Pubblicato su 28 Settembre 2017 di Sorelle Clarisse

La liturgia della Parola di questa domenica ci invita alla conversione.

La conversione è un cambiare totalmente direzione: non è decisivo il passato che si ha dietro alle spalle, né l’eredità di male che la società ci carica addosso: è fondamentale la risposta di conversione che la Parola esige. Essa può ribaltare situazioni e non si tratta di un “sì” che segue a un “no”, ma di un “sì” che distrugge il “no” così che davanti a Dio esiste solo il “sì”.

E’ ciò che ci dice Gesù alla fine del brano evangelico: “le prostitute e i pubblicani vi passeranno avanti nel regno di Dio perché essi hanno creduto alla predicazione di Giovanni Battista; voi, invece, non vi siete nemmeno pentiti per credergli.”

A questa conclusione Gesù arriva dopo aver raccontato una parabola ai sacerdoti e agli anziani del popolo, cioè a coloro che avrebbero dovuto credergli e praticare la giustizia.

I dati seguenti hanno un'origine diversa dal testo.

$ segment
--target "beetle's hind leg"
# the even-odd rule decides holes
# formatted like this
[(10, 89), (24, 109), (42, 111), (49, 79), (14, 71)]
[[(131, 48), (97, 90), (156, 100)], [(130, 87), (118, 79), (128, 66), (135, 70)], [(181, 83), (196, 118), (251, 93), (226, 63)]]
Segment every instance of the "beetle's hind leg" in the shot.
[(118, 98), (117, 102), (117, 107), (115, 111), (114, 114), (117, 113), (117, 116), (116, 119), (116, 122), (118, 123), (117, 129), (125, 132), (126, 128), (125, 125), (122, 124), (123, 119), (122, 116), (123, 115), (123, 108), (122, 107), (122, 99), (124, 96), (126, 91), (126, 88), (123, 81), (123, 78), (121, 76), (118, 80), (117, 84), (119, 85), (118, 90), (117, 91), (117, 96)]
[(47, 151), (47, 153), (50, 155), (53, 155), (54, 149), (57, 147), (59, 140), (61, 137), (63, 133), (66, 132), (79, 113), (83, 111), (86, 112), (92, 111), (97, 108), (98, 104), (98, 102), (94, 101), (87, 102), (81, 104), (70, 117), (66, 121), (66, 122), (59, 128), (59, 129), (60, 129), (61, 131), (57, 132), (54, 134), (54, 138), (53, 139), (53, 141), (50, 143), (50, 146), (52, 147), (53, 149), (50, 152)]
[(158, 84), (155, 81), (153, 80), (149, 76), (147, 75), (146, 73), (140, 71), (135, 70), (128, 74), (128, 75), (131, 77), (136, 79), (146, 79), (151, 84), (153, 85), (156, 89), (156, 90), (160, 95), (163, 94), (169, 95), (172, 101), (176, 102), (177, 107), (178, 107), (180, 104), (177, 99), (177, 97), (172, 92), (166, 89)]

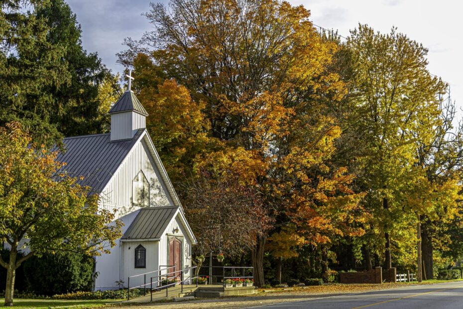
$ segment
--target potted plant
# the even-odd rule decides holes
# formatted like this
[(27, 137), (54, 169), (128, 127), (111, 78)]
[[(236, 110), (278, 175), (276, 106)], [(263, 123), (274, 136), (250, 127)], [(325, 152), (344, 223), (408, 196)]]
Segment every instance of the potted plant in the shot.
[(226, 279), (225, 280), (225, 287), (226, 288), (231, 288), (233, 286), (233, 280), (232, 279)]
[(241, 288), (243, 286), (243, 280), (239, 278), (235, 278), (233, 281), (234, 282), (234, 287), (235, 288)]
[(198, 277), (198, 284), (207, 284), (208, 280), (209, 279), (209, 276), (206, 276), (206, 277)]

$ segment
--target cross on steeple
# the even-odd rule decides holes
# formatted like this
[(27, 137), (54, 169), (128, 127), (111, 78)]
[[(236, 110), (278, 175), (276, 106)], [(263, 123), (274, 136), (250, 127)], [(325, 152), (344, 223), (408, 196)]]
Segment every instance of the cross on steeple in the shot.
[(131, 91), (132, 90), (130, 89), (130, 87), (132, 85), (132, 81), (135, 79), (133, 77), (132, 77), (132, 70), (128, 70), (128, 74), (125, 74), (125, 76), (128, 77), (128, 89), (127, 90), (127, 91)]

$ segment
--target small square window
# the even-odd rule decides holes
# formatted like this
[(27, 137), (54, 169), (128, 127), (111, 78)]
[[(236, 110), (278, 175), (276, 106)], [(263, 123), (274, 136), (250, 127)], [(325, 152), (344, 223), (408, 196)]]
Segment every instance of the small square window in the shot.
[(146, 249), (141, 245), (135, 248), (135, 268), (146, 268)]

Ci vengono dunque presentati due figli senza nessuna differenza e quindi entrambi eredi,  ma alla domanda del padre di andare a lavorare nella vigna rispondono in modo diverso. Questo significa che la salvezza è per tutti perché tutti siamo figli e tutti eredi, ma poi c’è la responsabilità di ognuno ad accettarla o meno (cfr. Prima lettura). Il Regno non è di coloro che si credono giusti, ma dei peccatori che credono e fanno penitenza (si pentì). Ciò che Gesù rimprovera ai sacerdoti e agli anziani del popolo è il loro comportamento nei suoi riguardi che ha fatto loro perdere il ruolo che esercitavano nell’ordine della mediazione: il modo in cui vivevano il loro “sì” alla Legge li ha portati a dire “no” al Vangelo. In altri passi del Vangelo Gesù è ancora più duro ed esemplifica: “Guai a voi, scribi e farisei ipocriti, che chiudete il regno dei cieli davanti agli uomini: perché così voi non vi entrate, e non lasciate entrare nemmeno quelli che vogliono entrarci” (cfr. Mt, 23,13); “Guai anche a voi, dottori della legge, che caricate gli uomini di pesi insopportabili, e quei pesi voi non li toccate nemmeno con un dito! Guai a voi, dottori della legge, che avete tolto la chiave della scienza. Voi non siete entrati, e a quelli che volevano entrare l’avete impedito». (Cfr. Lc 11, 46.52).

Il vero cristiano opera invece un’integrazione tra la fede e la vita. Il sì della sua fede diventa il sì della sua vita: la Parola e la confessione delle labbra diventano azione e gesto delle sue mani e del suo operare.

In concreto come fare che ci sia coerenza tra la fede professata e la vita vissuta? Ce lo indica la seconda lettura quando nella seconda parte ci dice di avere gli stessi sentimenti di Cristo: cioè l’unica regola morale da seguire è quella di imitare Cristo che “pur essendo di natura divina, non considerò un tesoro geloso la sua uguaglianza con Dio; ma spogliò se stesso, assumendo la condizione di servo e divenendo simile agli uomini; apparso in forma umana, umiliò se stesso facendosi obbediente fino alla morte e alla morte di croce”. In questo sta il paradosso della vita cristiana: nell’abbassamento sino alla condizione di schiavo di Colui che dona la sua vita sulla croce si manifesta la gloria divina e la croce da infame supplizio diventa trono di gloria.